1カ所あたり5分間、測定しました。対象とした瓦礫の表面線量率は18mSv/h、検出器位置での線量率は約2.7mSv/hです。ここで、γ線エネルギースペクトルの左端に見られるk-X線ピークは、「ハイドーズ・アイ」のシールドに含まれる鉛が周辺のγ線により励起されて発生した特性X線です。放射性ヨウ素(I-131)が存在すれば、そのピークが見られるはずですが、減衰のため、測定限界以下となっております。

用語解説

※1 γ線スペクトロメータ

放射線を検出する装置の一つで、検出されたγ線のエネルギーの分布を波形(スペクトル)で示すことができる装置です。通常のスペクトルは横軸にγ線のエネルギー、縦軸に測定中にカウントされた数を示します。

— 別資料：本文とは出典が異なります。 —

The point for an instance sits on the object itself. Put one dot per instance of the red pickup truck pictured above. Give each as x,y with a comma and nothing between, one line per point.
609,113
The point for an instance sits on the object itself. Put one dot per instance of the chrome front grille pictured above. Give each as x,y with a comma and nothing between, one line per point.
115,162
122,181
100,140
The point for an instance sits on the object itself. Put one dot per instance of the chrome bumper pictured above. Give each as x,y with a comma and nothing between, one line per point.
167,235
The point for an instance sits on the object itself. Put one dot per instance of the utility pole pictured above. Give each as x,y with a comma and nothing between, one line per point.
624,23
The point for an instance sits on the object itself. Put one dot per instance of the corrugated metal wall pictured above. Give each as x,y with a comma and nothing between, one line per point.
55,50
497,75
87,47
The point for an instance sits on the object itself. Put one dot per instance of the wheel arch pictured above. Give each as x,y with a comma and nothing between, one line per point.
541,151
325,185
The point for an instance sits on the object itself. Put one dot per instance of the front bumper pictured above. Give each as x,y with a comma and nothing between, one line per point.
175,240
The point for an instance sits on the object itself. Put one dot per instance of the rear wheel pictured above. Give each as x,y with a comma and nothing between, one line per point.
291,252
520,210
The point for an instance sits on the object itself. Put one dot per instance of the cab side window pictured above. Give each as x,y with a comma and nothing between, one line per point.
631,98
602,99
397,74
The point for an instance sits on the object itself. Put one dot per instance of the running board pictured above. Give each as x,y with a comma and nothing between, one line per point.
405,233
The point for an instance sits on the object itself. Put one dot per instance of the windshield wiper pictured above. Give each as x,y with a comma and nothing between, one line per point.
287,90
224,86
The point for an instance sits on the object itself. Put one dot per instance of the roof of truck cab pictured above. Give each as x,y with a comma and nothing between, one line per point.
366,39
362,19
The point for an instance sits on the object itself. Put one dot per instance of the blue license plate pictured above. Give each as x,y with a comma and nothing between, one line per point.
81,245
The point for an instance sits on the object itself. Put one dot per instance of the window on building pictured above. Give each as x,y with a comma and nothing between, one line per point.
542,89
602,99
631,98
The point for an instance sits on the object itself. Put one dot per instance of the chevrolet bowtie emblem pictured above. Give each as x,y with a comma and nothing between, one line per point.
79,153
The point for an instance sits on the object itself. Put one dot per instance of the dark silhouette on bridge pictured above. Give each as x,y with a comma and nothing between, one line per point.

放射性核種は、その核種に特有のエネルギーを持ったγ線を放出します。そのため測定されたγ線のエネルギーを調べることによって、そこに存在する放射性核種を調べることができます。

※2 エネルギー分解能

その装置で放射線のエネルギーを識別できる能力をいいます。この数値が小さいほど、精密に測定することができます。今回の検出器ではNaIシンチレーションサーベイメータよりも高い分解能を持っています。

※3 CZT半導体

カドミウム、亜鉛、テルル(CdZnTe)から作られた半導体のこと(正式な化学式はCd1-χZnχTe)。比較的原子番号が高く密度もやや高いところから、やや放射線を捉えやすくなっています。半導体検出器は一般に、半導体に電圧をかけて、電離させやすい状態にし、検出器内で放射線を電気信号に直接変換します。そのため非常にコンパクトで高い検出効率能を持ちます。

※4 eV(電子ボルト)

エネルギーの単位。定義は「1Vの電位差がある自由空間内で電子一つが得るエネルギー」とされ、1eVはおよそ1.602×10-19Jである。放射線(α線、β線、γ線)のエネルギーを示すときにも用いられます。